Existem presidentes da República que não sabem manejar crises. Faltam-lhe jogo de cintura. Há outros talhados para administrar problemas. Crescem na adversidade. Gostam de trabalhar debaixo de pressão. Jair Bolsonaro não é um, nem outro. O mandatário é a encarnação da própria crise. Sob o capitão reformado, a Presidência virou sinônimo de barafunda. O Planalto é um celeiro de infindáveis confusões. Patrocinadas por Bolsonaro, inquilino do gabinete mais importante do País, elas brotam do chão e fincam raízes. A última contenda ameaça colocar a pique a reforma da Previdência, a proposta mais importante do governo – que, na verdade, não deveria ser um projeto governamental, mas de Estado, de tão primordial para o futuro do País. As alterações na Previdência são o último fiapo do já frágil elo entre o empresariado, o mercado e o governo.

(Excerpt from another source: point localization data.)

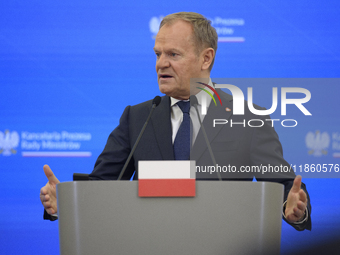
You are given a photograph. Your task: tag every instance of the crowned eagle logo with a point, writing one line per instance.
(8, 142)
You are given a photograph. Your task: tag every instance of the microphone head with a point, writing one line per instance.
(156, 100)
(193, 100)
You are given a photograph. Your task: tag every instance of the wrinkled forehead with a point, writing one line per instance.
(178, 33)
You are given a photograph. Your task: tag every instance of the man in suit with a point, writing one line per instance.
(185, 48)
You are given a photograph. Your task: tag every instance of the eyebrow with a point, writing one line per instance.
(172, 49)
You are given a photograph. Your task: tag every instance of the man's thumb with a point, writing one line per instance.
(297, 184)
(50, 175)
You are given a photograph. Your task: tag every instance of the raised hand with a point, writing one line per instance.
(48, 194)
(296, 202)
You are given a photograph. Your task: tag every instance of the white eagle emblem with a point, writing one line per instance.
(8, 141)
(317, 143)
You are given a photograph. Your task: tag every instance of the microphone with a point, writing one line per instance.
(155, 102)
(194, 103)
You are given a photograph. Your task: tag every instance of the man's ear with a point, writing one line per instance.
(207, 55)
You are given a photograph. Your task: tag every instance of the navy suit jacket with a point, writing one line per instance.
(238, 145)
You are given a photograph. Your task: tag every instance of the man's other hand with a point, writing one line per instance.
(296, 202)
(48, 194)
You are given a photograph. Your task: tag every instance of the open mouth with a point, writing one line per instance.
(165, 76)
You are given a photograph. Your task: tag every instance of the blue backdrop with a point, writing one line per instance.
(69, 68)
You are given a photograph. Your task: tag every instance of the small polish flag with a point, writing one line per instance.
(175, 178)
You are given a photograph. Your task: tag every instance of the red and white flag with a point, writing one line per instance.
(174, 178)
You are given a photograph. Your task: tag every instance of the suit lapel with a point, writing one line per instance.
(161, 122)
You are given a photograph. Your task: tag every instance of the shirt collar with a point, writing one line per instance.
(200, 96)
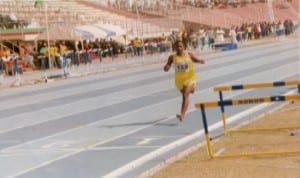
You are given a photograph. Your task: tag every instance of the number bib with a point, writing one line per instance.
(181, 66)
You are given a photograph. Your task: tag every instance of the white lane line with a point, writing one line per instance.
(135, 111)
(138, 162)
(77, 90)
(146, 141)
(57, 112)
(220, 151)
(67, 155)
(81, 150)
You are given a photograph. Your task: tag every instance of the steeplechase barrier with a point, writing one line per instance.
(242, 101)
(221, 89)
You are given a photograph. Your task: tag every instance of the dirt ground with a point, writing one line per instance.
(199, 165)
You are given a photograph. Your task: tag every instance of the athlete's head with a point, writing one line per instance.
(179, 46)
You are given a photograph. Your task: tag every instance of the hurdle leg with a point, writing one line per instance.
(223, 112)
(207, 137)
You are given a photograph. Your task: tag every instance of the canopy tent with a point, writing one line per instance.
(84, 35)
(111, 30)
(95, 32)
(59, 33)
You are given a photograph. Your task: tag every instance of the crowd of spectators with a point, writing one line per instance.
(84, 52)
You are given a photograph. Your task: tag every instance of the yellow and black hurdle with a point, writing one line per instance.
(241, 101)
(221, 89)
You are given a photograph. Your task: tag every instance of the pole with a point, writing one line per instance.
(48, 36)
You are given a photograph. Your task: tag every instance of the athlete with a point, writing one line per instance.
(185, 75)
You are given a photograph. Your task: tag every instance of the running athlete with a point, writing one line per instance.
(185, 75)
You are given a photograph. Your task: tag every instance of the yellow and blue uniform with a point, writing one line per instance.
(185, 74)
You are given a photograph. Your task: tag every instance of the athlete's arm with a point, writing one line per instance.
(195, 59)
(168, 64)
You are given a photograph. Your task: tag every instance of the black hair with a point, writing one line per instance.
(177, 42)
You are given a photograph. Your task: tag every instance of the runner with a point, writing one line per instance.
(185, 75)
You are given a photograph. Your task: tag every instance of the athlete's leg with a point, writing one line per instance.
(185, 92)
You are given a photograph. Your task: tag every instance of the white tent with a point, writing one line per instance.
(96, 32)
(111, 30)
(60, 33)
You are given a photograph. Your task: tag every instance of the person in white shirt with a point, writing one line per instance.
(232, 35)
(220, 35)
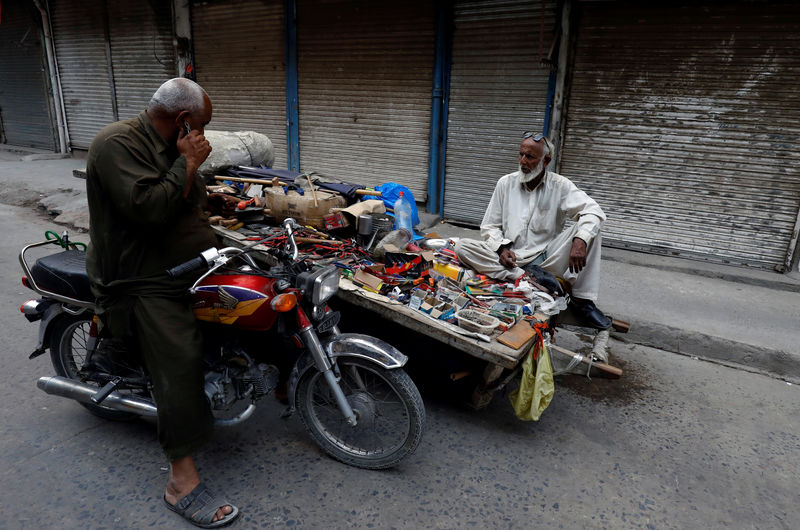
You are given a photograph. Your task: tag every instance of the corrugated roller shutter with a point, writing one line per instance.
(683, 123)
(365, 81)
(24, 107)
(141, 50)
(239, 51)
(497, 91)
(81, 54)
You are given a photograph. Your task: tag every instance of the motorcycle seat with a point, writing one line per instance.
(64, 273)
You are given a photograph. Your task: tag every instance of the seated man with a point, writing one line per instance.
(524, 229)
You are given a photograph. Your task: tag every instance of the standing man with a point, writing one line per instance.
(146, 215)
(524, 229)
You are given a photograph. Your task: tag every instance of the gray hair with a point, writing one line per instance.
(548, 148)
(176, 95)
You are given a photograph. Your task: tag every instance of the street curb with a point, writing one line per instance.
(771, 362)
(784, 282)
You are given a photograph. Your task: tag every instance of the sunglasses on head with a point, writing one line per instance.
(537, 137)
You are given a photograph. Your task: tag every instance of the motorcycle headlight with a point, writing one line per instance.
(320, 285)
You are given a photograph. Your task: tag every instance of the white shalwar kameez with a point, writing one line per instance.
(533, 222)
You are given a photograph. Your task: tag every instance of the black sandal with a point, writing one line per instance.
(200, 506)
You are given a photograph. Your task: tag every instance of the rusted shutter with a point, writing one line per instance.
(239, 55)
(365, 81)
(24, 105)
(80, 45)
(683, 123)
(497, 91)
(142, 52)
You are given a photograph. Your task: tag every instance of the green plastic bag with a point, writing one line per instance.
(536, 390)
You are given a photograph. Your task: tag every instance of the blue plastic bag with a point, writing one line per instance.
(391, 191)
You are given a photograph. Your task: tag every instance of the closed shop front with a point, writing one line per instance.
(683, 122)
(25, 118)
(239, 50)
(498, 89)
(364, 89)
(112, 55)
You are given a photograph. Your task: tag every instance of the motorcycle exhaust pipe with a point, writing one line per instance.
(61, 386)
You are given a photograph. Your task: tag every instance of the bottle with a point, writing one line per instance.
(402, 214)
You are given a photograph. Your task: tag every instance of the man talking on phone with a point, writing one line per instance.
(147, 214)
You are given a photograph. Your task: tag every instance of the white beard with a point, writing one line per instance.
(527, 177)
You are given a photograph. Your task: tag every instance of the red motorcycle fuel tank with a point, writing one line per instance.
(238, 300)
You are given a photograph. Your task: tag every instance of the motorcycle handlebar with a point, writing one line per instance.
(194, 264)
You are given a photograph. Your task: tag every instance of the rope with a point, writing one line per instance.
(63, 241)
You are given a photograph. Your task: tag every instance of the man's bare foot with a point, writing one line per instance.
(183, 478)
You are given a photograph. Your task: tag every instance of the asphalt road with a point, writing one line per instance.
(677, 443)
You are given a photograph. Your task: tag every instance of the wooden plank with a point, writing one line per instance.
(519, 335)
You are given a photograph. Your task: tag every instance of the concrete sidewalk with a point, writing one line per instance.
(737, 316)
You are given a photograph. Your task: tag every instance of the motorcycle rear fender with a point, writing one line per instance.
(348, 345)
(52, 311)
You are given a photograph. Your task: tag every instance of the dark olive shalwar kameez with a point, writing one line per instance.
(141, 225)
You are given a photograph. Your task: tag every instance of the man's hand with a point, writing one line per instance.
(507, 258)
(222, 204)
(577, 255)
(196, 149)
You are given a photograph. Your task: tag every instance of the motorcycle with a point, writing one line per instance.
(349, 389)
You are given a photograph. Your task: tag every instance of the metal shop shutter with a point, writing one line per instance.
(497, 90)
(82, 65)
(24, 105)
(239, 58)
(364, 90)
(141, 50)
(98, 91)
(683, 123)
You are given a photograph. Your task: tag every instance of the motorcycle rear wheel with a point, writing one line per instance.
(389, 409)
(68, 349)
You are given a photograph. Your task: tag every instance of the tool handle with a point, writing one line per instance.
(244, 204)
(263, 182)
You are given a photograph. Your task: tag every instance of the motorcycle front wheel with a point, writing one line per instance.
(69, 339)
(387, 405)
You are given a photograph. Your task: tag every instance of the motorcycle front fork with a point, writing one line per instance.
(310, 339)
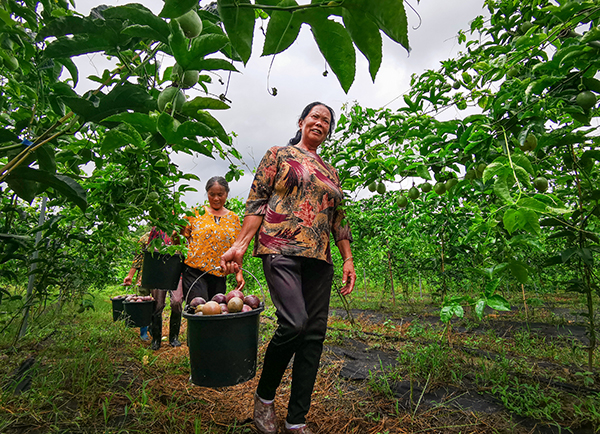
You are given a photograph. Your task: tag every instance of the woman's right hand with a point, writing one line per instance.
(232, 260)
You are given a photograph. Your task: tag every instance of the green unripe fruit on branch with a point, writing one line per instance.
(190, 23)
(586, 99)
(426, 187)
(439, 188)
(541, 184)
(451, 183)
(413, 193)
(530, 143)
(171, 94)
(185, 79)
(402, 201)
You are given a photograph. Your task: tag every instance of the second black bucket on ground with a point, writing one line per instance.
(223, 348)
(139, 313)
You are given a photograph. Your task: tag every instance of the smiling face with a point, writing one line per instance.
(315, 127)
(217, 196)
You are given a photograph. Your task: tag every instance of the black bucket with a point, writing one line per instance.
(139, 314)
(118, 312)
(223, 348)
(161, 271)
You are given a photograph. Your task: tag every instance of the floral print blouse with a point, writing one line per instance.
(298, 195)
(211, 237)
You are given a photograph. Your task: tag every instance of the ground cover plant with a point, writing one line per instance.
(476, 302)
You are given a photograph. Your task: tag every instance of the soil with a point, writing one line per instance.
(362, 361)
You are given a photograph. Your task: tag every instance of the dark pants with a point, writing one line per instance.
(300, 289)
(160, 298)
(206, 286)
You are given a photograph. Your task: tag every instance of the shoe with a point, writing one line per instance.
(265, 419)
(144, 333)
(156, 331)
(174, 326)
(302, 430)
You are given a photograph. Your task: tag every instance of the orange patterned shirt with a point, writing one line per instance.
(298, 195)
(211, 237)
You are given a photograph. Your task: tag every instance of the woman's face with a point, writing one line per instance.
(217, 196)
(315, 126)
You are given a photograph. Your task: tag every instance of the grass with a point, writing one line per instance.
(95, 375)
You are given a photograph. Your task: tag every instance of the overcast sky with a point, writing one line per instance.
(261, 120)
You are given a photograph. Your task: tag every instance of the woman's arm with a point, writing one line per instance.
(232, 259)
(349, 275)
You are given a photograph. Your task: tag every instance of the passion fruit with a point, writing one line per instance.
(402, 201)
(439, 188)
(211, 308)
(190, 23)
(413, 193)
(451, 183)
(235, 304)
(530, 143)
(541, 184)
(586, 99)
(173, 95)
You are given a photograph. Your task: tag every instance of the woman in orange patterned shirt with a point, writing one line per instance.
(210, 234)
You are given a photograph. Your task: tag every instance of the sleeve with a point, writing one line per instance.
(263, 184)
(340, 228)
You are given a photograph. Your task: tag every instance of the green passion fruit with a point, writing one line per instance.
(402, 201)
(171, 94)
(541, 184)
(413, 193)
(586, 99)
(439, 188)
(190, 23)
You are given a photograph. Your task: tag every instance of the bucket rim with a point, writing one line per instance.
(226, 317)
(138, 302)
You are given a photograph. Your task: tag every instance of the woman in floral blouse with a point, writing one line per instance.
(209, 235)
(292, 209)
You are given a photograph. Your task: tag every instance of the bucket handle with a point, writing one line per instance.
(218, 268)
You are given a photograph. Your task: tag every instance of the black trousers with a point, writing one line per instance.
(300, 289)
(206, 286)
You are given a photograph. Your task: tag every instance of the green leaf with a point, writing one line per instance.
(501, 189)
(119, 137)
(388, 15)
(142, 122)
(206, 119)
(532, 204)
(531, 222)
(191, 107)
(336, 46)
(176, 8)
(511, 220)
(423, 172)
(282, 30)
(522, 161)
(497, 302)
(137, 14)
(480, 308)
(64, 185)
(519, 271)
(239, 24)
(168, 128)
(365, 34)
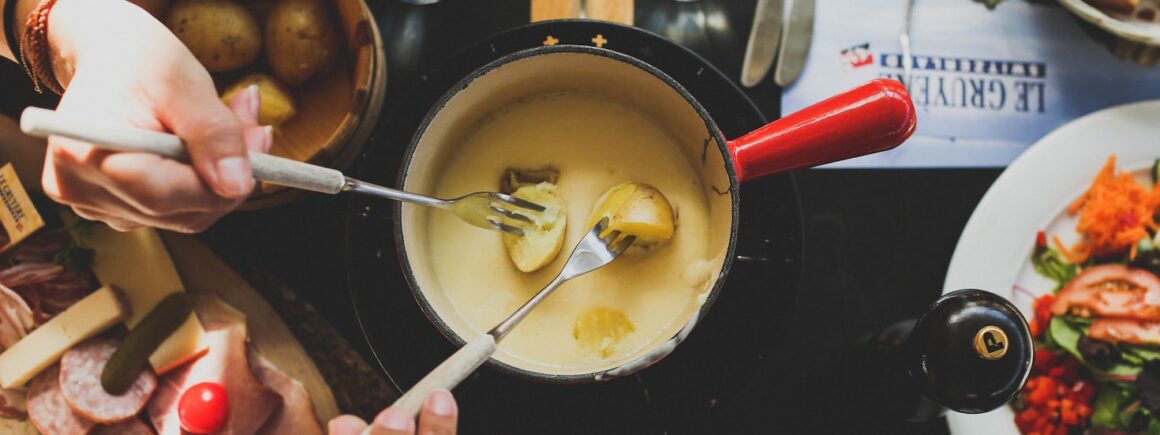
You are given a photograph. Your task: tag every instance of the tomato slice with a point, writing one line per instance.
(203, 408)
(1111, 290)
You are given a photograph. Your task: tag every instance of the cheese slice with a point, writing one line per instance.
(137, 263)
(44, 345)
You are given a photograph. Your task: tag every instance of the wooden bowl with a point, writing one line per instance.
(335, 111)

Sem ela, o Brasil vai para a bancarrota em dois anos de maneira inexorável. Vira uma Grécia dos novos tempos. E vamos todos para a insolvência sem escalas. Bem antes, porém, o próprio governo desmorona como um castelo de cartas. Não por acaso, em menos de 100 dias de administração, a palavra impeachment já é sussurrada nas praças, botequins e redes sociais. A pergunta nos meios políticos, empresarial e até mesmo militar não se restringe mais a questionar quando a nova crise irá ter um ponto final, mas se o presidente da República terá fôlego e musculatura política para concluir o mandato.
Foi ao cinema
O estarrecedor é que Bolsonaro parece alheio a tudo, como se tivesse sido invadido pelo espírito da orquestra do Titanic, que continuou a música enquanto o navio naufragava. Até serem tragados pelas ondas, os instrumentistas do portentoso navio britânico tocavam valsas vienenses e hinos religiosos. Já Bolsonaro, em meio ao caos em que virou o governo, resolveu ir ao cinema. Na terça-feira 26, antes de iniciar seus compromissos de trabalho, dirigiu-se à sessão acompanhado da primeira-dama, Michelle Bolsonaro, para a pré-estreia do filme “Superação, o Milagre da Fé”, em um shopping da capital federal. A República ficou estupefata. Ninguém entendeu. A ida ao cinema era parte da agenda de inclusão de pessoas com deficiência que marca o trabalho de Michelle. Poderia até ser encarado como uma atividade positiva se não tivesse ocorrido em horário de expediente num dia em que o governo só sofreu derrotas. “O presidente está brincando de presidir o Brasil”, definiu o presidente da Câmara, Rodrigo Maia.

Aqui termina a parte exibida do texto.